Alpha Amadou, originaire de Mopti dans le centre du Mali, a rompu avec sa tradition de trente ans. Pour la première fois, il fêtera l’Aïd à Bamako, faute de pouvoir rejoindre sa famille. « Je n’ai pas d’autre choix que de rester ici. Les routes sont devenues trop dangereuses », confie-t-il, le visage marqué par l’inquiétude.
Depuis fin avril, des combattants liés à Al-Qaïda bloquent les axes routiers menant à Bamako. Ils incendient bus et camions, semant la terreur parmi les transporteurs et les voyageurs. Résultat : les services de transport ont drastiquement réduit leurs activités, laissant des milliers de Maliens isolés.
L’Aïd al-Adha n’est pas qu’une fête religieuse au Mali. C’est un événement social majeur, l’occasion pour les familles dispersées de se retrouver. Pourtant, cette année, les gares routières de Bamako sont désertes. Les propriétaires de sociétés de transport évoquent des pertes économiques considérables : « Avant, nous transportions plus de 50 000 personnes en une semaine. Cette année, aucun trajet n’est prévu », explique l’un d’eux sous le couvert de l’anonymat.
Des familles privées de retrouvailles
Wara Bagayoko, qui avait l’habitude de se rendre à Ségou avec sa famille, a dû annuler son voyage. « La route est trop risquée. Même les voitures privées sont visées », déclare-t-il, résigné. Oumar Diarra, lui, renonce à son traditionnel trajet à moto vers Sikasso avec ses amis. « Nous resterons à Bamako, par précaution », confie-t-il.
Quelques minibus parviennent encore à circuler, mais sous haute protection militaire et via des routes secondaires. Une solution précaire qui ne rassure pas tout le monde.

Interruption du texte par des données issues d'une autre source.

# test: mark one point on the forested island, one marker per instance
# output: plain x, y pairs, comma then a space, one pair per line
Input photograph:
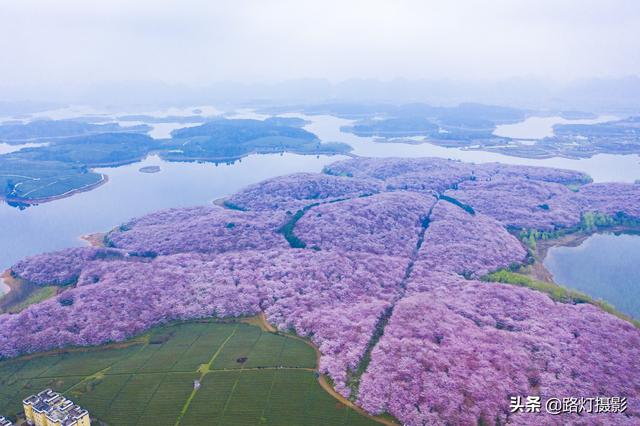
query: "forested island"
64, 164
408, 275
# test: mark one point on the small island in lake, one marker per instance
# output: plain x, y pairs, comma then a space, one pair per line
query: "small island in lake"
149, 169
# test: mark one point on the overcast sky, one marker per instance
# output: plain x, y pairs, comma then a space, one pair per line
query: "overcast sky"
197, 42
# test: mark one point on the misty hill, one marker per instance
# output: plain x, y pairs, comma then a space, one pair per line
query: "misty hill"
229, 139
38, 129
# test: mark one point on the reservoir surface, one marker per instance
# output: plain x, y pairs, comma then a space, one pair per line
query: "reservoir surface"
130, 193
604, 266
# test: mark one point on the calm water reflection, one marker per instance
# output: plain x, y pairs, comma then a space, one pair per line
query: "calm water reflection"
129, 193
605, 266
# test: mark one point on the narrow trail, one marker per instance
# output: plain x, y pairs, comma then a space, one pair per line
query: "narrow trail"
261, 321
203, 370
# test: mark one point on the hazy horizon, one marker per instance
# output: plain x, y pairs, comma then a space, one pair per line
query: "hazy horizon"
531, 51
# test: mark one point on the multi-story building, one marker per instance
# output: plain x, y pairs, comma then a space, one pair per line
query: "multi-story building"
49, 408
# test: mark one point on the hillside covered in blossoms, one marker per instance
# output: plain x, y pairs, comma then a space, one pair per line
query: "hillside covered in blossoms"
377, 261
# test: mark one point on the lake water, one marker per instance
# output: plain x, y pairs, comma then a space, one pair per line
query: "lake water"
129, 193
601, 167
541, 127
604, 266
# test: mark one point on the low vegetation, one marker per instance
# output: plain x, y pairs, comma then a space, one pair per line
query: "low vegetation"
556, 292
247, 376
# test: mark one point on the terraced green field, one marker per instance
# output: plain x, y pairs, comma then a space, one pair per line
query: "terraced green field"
248, 377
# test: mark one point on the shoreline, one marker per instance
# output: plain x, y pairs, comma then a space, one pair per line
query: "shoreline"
36, 201
539, 272
95, 239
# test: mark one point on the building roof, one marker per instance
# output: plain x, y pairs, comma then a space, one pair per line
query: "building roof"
56, 407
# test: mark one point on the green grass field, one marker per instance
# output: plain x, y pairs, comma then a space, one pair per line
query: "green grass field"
150, 381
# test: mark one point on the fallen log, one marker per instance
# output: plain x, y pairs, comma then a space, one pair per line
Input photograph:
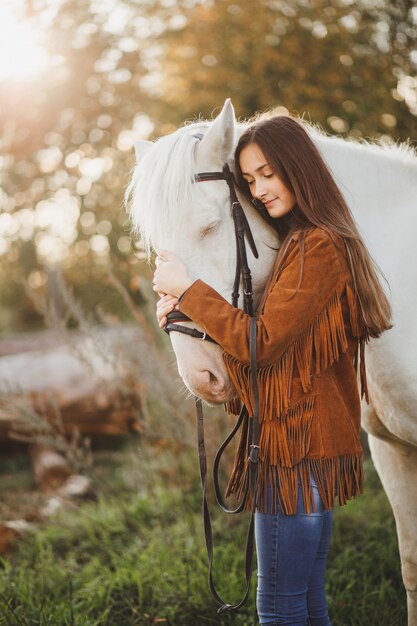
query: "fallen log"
76, 376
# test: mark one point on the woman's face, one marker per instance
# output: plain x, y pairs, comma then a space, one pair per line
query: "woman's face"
263, 183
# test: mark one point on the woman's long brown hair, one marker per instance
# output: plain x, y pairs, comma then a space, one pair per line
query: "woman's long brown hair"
293, 156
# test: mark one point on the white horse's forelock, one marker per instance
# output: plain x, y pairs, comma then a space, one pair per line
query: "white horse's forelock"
161, 186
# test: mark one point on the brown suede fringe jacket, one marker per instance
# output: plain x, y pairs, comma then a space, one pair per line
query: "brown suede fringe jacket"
310, 333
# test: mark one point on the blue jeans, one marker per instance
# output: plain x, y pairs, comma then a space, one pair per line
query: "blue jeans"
292, 553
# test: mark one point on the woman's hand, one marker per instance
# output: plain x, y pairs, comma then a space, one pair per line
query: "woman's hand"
164, 306
170, 277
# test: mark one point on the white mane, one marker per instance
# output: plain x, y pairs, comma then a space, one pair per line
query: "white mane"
162, 183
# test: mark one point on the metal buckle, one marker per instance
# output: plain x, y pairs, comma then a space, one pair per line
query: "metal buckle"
254, 453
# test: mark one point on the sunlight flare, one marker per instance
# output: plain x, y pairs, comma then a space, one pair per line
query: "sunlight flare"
21, 54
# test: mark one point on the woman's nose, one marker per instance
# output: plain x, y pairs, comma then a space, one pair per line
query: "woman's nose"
259, 189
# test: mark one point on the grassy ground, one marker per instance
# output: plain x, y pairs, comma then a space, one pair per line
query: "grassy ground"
136, 554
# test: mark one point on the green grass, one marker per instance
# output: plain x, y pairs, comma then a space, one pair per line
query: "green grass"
136, 556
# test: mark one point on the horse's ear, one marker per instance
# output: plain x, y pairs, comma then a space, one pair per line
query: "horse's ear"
219, 139
141, 147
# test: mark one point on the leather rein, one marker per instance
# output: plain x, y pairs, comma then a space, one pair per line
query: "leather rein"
250, 426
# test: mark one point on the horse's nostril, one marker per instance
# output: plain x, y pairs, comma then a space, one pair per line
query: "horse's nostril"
213, 379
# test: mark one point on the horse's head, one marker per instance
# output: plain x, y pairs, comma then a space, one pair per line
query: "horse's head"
194, 221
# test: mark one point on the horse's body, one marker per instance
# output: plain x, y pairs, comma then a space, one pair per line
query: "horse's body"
194, 221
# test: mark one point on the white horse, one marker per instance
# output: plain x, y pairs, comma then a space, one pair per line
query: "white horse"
194, 221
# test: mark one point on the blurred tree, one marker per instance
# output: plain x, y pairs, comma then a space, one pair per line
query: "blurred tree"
327, 60
127, 69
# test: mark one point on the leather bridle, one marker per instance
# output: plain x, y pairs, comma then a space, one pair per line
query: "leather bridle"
242, 272
250, 426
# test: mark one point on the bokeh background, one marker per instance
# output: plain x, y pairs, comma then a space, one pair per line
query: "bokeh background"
80, 81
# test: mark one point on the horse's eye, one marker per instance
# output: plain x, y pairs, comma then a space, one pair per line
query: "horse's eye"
210, 228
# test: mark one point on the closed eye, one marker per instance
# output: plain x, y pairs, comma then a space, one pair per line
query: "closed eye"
210, 228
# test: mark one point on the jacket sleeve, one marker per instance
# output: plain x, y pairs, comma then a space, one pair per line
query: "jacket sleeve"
288, 310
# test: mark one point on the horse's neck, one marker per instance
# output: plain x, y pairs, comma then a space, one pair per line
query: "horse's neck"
380, 188
379, 185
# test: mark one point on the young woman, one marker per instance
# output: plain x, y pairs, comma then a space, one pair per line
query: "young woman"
322, 303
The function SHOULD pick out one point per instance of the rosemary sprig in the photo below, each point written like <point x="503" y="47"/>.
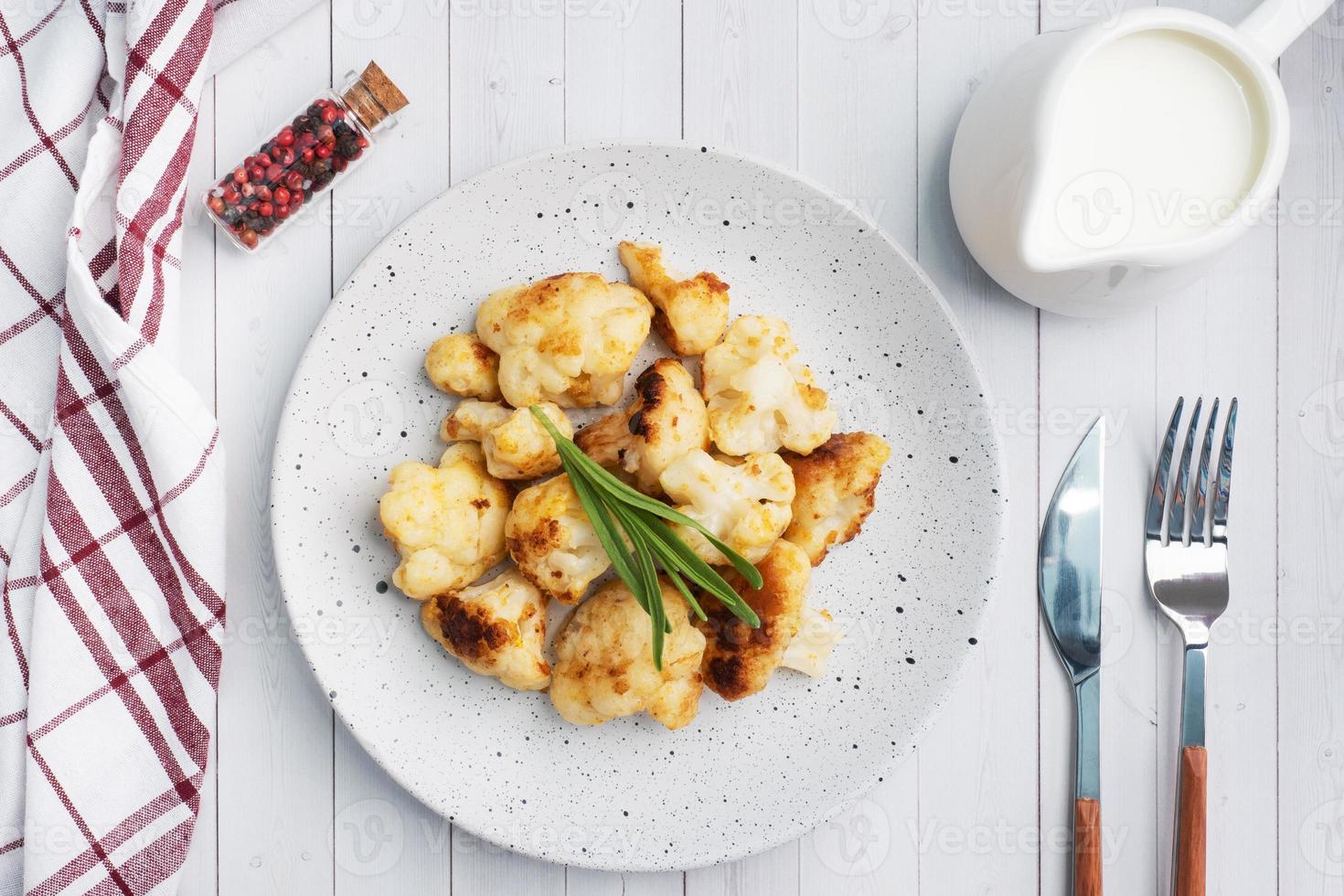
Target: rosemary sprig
<point x="614" y="508"/>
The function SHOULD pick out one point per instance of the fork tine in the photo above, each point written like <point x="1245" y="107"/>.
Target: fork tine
<point x="1197" y="517"/>
<point x="1176" y="513"/>
<point x="1157" y="500"/>
<point x="1224" y="475"/>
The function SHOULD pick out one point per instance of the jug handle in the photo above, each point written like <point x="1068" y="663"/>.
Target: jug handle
<point x="1275" y="25"/>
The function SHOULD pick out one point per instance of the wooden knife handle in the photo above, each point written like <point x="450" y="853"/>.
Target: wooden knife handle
<point x="1191" y="817"/>
<point x="1086" y="848"/>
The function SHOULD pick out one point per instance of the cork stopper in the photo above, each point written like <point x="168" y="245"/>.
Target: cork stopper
<point x="374" y="97"/>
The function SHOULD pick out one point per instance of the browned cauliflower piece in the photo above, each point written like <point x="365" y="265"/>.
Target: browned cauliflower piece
<point x="835" y="488"/>
<point x="552" y="541"/>
<point x="740" y="660"/>
<point x="691" y="314"/>
<point x="445" y="521"/>
<point x="743" y="501"/>
<point x="515" y="443"/>
<point x="666" y="421"/>
<point x="461" y="364"/>
<point x="496" y="629"/>
<point x="761" y="398"/>
<point x="566" y="338"/>
<point x="605" y="661"/>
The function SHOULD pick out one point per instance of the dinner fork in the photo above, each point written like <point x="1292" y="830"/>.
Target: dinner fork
<point x="1187" y="575"/>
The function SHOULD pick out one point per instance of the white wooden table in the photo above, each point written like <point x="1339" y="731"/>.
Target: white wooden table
<point x="863" y="96"/>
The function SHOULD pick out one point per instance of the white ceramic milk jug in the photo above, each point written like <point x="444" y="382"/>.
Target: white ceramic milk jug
<point x="1105" y="166"/>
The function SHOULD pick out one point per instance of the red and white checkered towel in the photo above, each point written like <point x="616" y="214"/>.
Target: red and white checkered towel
<point x="112" y="536"/>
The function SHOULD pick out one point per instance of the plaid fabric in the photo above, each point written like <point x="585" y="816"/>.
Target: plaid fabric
<point x="111" y="475"/>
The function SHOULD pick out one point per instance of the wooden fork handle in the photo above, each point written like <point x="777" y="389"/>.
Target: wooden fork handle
<point x="1086" y="848"/>
<point x="1191" y="822"/>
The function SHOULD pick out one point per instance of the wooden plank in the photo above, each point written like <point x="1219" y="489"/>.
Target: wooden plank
<point x="507" y="83"/>
<point x="1310" y="472"/>
<point x="274" y="724"/>
<point x="741" y="76"/>
<point x="623" y="73"/>
<point x="194" y="334"/>
<point x="383" y="837"/>
<point x="741" y="93"/>
<point x="860" y="143"/>
<point x="507" y="80"/>
<point x="978" y="817"/>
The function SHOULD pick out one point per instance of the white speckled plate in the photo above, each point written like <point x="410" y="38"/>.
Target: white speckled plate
<point x="912" y="590"/>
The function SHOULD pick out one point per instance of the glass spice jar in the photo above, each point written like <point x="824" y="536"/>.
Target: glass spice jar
<point x="323" y="142"/>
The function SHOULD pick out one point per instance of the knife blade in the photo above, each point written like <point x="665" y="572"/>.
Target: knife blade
<point x="1070" y="601"/>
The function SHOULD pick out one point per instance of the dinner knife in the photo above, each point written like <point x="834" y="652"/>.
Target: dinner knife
<point x="1070" y="600"/>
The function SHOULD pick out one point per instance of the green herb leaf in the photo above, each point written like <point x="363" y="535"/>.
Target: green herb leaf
<point x="614" y="508"/>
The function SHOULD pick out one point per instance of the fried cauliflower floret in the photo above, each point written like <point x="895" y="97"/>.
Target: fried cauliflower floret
<point x="746" y="503"/>
<point x="515" y="443"/>
<point x="691" y="314"/>
<point x="666" y="421"/>
<point x="552" y="541"/>
<point x="446" y="521"/>
<point x="605" y="661"/>
<point x="761" y="398"/>
<point x="835" y="491"/>
<point x="461" y="364"/>
<point x="812" y="645"/>
<point x="740" y="660"/>
<point x="566" y="338"/>
<point x="496" y="629"/>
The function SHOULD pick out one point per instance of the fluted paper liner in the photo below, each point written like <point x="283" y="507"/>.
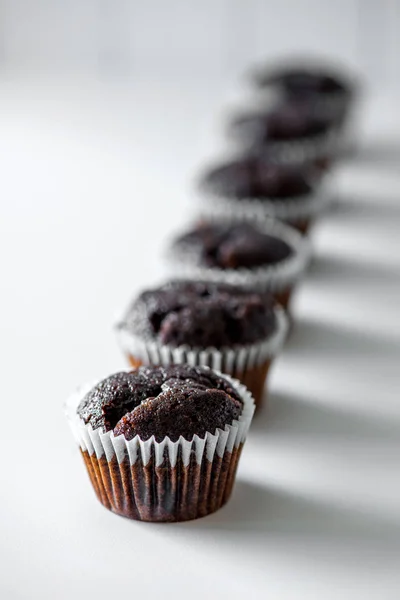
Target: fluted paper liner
<point x="296" y="151"/>
<point x="249" y="363"/>
<point x="296" y="210"/>
<point x="276" y="278"/>
<point x="162" y="481"/>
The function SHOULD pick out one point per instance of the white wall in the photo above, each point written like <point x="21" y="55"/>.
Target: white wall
<point x="204" y="36"/>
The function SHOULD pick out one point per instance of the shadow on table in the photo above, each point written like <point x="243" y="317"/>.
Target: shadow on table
<point x="384" y="154"/>
<point x="311" y="337"/>
<point x="255" y="509"/>
<point x="302" y="418"/>
<point x="349" y="271"/>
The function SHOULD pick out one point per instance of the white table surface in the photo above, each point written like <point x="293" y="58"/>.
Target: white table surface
<point x="94" y="177"/>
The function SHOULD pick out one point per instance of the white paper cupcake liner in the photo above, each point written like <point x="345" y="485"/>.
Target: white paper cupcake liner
<point x="95" y="441"/>
<point x="297" y="151"/>
<point x="162" y="481"/>
<point x="273" y="278"/>
<point x="291" y="210"/>
<point x="233" y="360"/>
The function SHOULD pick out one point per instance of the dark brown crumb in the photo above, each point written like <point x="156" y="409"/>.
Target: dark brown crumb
<point x="161" y="401"/>
<point x="201" y="314"/>
<point x="253" y="177"/>
<point x="286" y="121"/>
<point x="231" y="246"/>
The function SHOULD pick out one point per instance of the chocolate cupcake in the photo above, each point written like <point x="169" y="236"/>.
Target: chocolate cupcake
<point x="268" y="256"/>
<point x="162" y="444"/>
<point x="234" y="330"/>
<point x="255" y="188"/>
<point x="320" y="86"/>
<point x="288" y="132"/>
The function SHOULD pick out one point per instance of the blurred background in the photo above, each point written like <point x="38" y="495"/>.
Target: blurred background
<point x="209" y="38"/>
<point x="108" y="109"/>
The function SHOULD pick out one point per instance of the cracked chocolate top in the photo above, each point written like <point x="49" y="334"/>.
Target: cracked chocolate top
<point x="231" y="246"/>
<point x="253" y="177"/>
<point x="201" y="314"/>
<point x="303" y="81"/>
<point x="162" y="401"/>
<point x="284" y="122"/>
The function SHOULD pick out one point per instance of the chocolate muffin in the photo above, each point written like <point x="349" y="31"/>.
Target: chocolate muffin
<point x="202" y="314"/>
<point x="253" y="177"/>
<point x="266" y="255"/>
<point x="162" y="443"/>
<point x="286" y="121"/>
<point x="232" y="246"/>
<point x="254" y="188"/>
<point x="172" y="401"/>
<point x="303" y="82"/>
<point x="236" y="330"/>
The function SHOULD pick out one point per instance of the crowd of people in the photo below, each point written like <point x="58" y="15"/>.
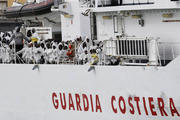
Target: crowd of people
<point x="15" y="47"/>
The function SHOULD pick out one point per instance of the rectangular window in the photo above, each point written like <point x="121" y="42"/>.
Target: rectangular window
<point x="115" y="23"/>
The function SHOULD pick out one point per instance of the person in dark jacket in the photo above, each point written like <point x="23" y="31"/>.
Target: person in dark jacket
<point x="18" y="37"/>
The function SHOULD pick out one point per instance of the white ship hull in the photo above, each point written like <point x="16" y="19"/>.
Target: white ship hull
<point x="28" y="94"/>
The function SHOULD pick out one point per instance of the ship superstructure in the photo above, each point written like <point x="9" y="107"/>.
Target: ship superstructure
<point x="141" y="34"/>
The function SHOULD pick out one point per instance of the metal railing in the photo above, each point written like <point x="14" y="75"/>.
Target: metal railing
<point x="105" y="3"/>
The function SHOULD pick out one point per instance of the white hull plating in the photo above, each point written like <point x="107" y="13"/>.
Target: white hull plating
<point x="27" y="95"/>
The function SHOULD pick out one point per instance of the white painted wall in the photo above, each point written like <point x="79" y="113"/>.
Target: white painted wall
<point x="154" y="27"/>
<point x="27" y="94"/>
<point x="76" y="26"/>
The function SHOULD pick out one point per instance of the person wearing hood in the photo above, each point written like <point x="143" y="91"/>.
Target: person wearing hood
<point x="18" y="37"/>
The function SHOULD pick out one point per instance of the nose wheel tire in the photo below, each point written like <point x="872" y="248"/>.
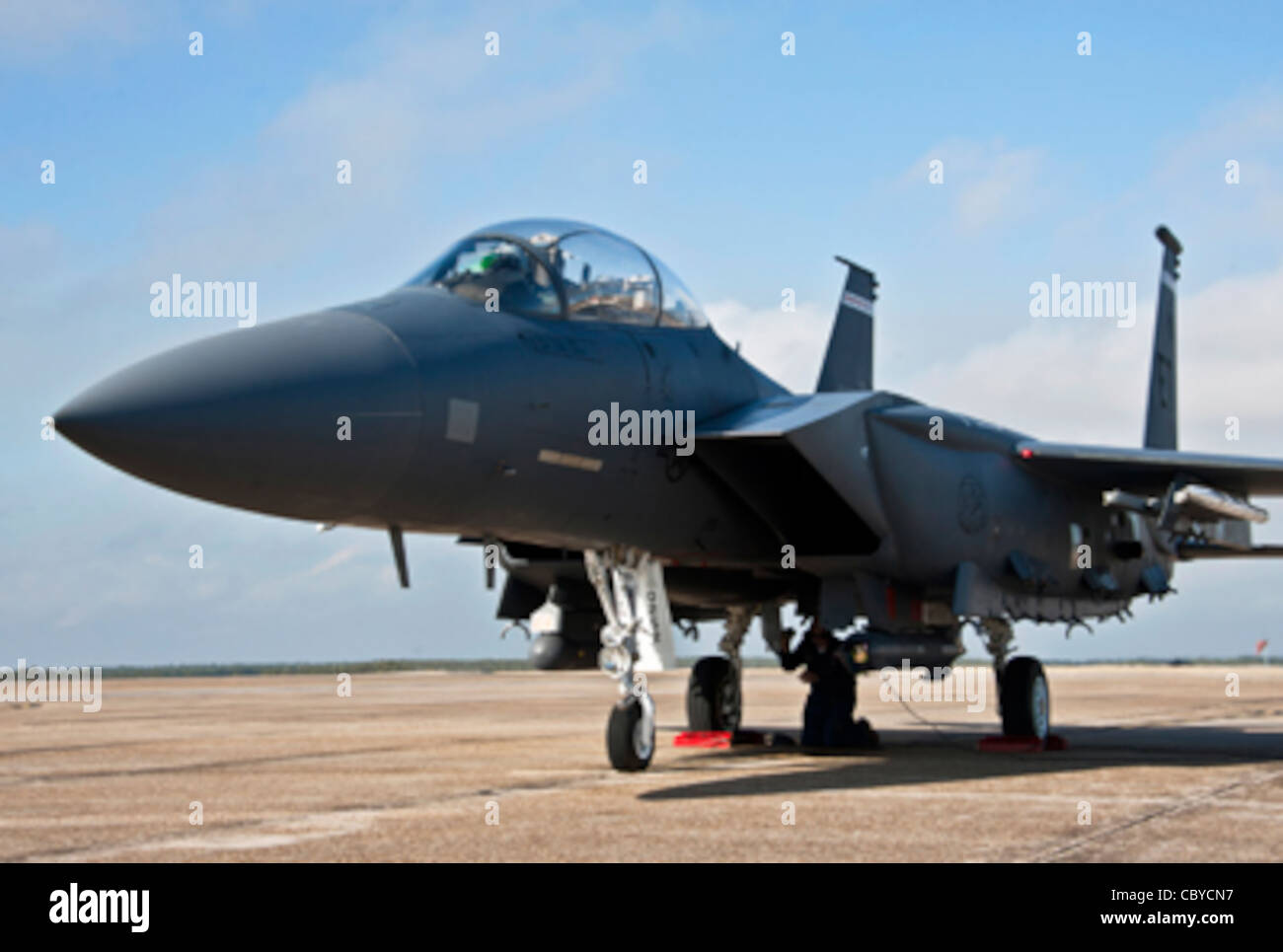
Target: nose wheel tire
<point x="1024" y="699"/>
<point x="630" y="735"/>
<point x="713" y="696"/>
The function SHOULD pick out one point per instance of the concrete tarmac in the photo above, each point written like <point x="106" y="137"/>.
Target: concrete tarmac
<point x="1163" y="765"/>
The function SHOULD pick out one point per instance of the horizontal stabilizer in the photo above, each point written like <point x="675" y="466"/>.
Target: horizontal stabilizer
<point x="1151" y="470"/>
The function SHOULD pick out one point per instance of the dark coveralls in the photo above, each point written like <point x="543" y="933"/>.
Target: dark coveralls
<point x="826" y="720"/>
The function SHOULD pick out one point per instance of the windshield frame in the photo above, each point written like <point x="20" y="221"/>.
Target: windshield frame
<point x="571" y="229"/>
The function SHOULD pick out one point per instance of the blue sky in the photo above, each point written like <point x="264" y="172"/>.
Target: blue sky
<point x="760" y="169"/>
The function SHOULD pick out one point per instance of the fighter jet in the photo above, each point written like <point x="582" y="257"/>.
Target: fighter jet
<point x="553" y="393"/>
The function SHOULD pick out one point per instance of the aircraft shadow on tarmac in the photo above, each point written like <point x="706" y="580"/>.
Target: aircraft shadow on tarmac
<point x="919" y="756"/>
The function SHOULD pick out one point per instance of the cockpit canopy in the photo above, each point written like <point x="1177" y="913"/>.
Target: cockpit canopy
<point x="544" y="267"/>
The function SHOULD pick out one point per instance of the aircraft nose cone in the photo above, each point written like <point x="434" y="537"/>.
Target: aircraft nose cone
<point x="257" y="417"/>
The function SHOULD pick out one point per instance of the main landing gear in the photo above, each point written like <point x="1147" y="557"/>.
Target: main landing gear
<point x="637" y="636"/>
<point x="714" y="693"/>
<point x="1024" y="699"/>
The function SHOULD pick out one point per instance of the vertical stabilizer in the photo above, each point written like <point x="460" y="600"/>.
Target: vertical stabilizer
<point x="848" y="365"/>
<point x="1160" y="416"/>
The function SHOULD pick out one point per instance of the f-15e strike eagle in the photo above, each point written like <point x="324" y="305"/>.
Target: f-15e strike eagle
<point x="526" y="392"/>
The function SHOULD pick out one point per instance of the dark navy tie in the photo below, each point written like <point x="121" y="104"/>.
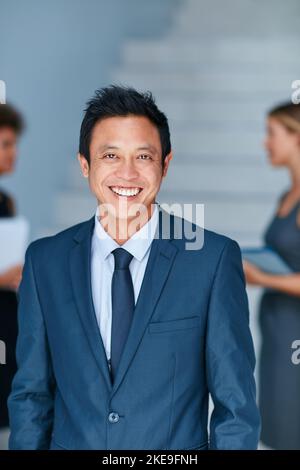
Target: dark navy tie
<point x="122" y="296"/>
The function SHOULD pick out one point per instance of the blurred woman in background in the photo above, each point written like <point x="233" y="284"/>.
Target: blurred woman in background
<point x="279" y="310"/>
<point x="11" y="125"/>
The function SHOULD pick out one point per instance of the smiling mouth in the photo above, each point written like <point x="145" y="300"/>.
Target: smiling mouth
<point x="127" y="192"/>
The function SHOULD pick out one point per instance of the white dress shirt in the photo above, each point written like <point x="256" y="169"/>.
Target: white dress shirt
<point x="102" y="268"/>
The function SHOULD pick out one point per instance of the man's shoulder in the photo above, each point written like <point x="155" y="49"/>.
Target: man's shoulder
<point x="60" y="240"/>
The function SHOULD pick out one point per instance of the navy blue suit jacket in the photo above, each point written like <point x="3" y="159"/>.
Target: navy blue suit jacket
<point x="189" y="338"/>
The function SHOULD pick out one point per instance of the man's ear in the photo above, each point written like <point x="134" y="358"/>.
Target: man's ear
<point x="166" y="163"/>
<point x="83" y="164"/>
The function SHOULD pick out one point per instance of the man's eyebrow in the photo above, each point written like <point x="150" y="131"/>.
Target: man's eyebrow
<point x="114" y="147"/>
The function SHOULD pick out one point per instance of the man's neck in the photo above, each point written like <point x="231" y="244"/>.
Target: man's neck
<point x="121" y="229"/>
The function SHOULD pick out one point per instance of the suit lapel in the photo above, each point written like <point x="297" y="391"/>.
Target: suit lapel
<point x="161" y="258"/>
<point x="80" y="272"/>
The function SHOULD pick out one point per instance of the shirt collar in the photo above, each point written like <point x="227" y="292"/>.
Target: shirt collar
<point x="137" y="245"/>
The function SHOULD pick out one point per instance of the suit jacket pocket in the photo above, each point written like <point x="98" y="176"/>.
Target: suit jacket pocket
<point x="55" y="446"/>
<point x="174" y="325"/>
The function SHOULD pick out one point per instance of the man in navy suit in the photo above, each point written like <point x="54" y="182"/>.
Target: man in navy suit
<point x="125" y="329"/>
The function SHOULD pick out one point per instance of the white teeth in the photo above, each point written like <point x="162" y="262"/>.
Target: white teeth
<point x="125" y="192"/>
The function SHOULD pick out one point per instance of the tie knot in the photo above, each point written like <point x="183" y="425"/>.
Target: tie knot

Pénurie de moutons et flambée des prix
Le blocus perturbe également le commerce du bétail, essentiel pour le sacrifice de l’Aïd. Les éleveurs peinent à acheminer leurs animaux vers Bamako, le principal marché du pays. Le coût du transport a explosé, passant de 2 500-2 750 francs CFA à 15 000-18 000 francs CFA par animal.
Conséquence directe : les moutons se font rares dans les marchés de la capitale. Hama Ba, un marchand, témoigne : « Avant, j’avais des milliers d’animaux. Aujourd’hui, il ne m’en reste plus un seul, brûlés par les djihadistes. » Les prix ont suivi la même tendance : un mouton acheté 75 000 francs CFA se vend désormais 300 000 francs CFA. « Il y a deux ans, nous avions l’embarras du choix. Aujourd’hui, ils ont presque tous disparu », déplore Iyi, qui cherche désespérément un animal à un prix raisonnable.
Une crise qui s’étend au quotidien
La crise sécuritaire ne se limite pas aux transports. Bamako subit désormais des coupures d’électricité prolongées et une pénurie d’eau potable. Les services de base, déjà fragiles, se dégradent à mesure que l’insécurité s’installe dans la ville. Les habitants doivent composer avec des coupures fréquentes, aggravant leur quotidien déjà difficile.
Alors que les familles maliennes devraient se rassembler pour célébrer l’Aïd al-Adha, le blocus djihadiste autour de Bamako a transformé cette fête en un moment de solitude et d’inquiétude. Les traditions, les économies locales et la cohésion sociale paient le prix fort de cette crise sans précédent.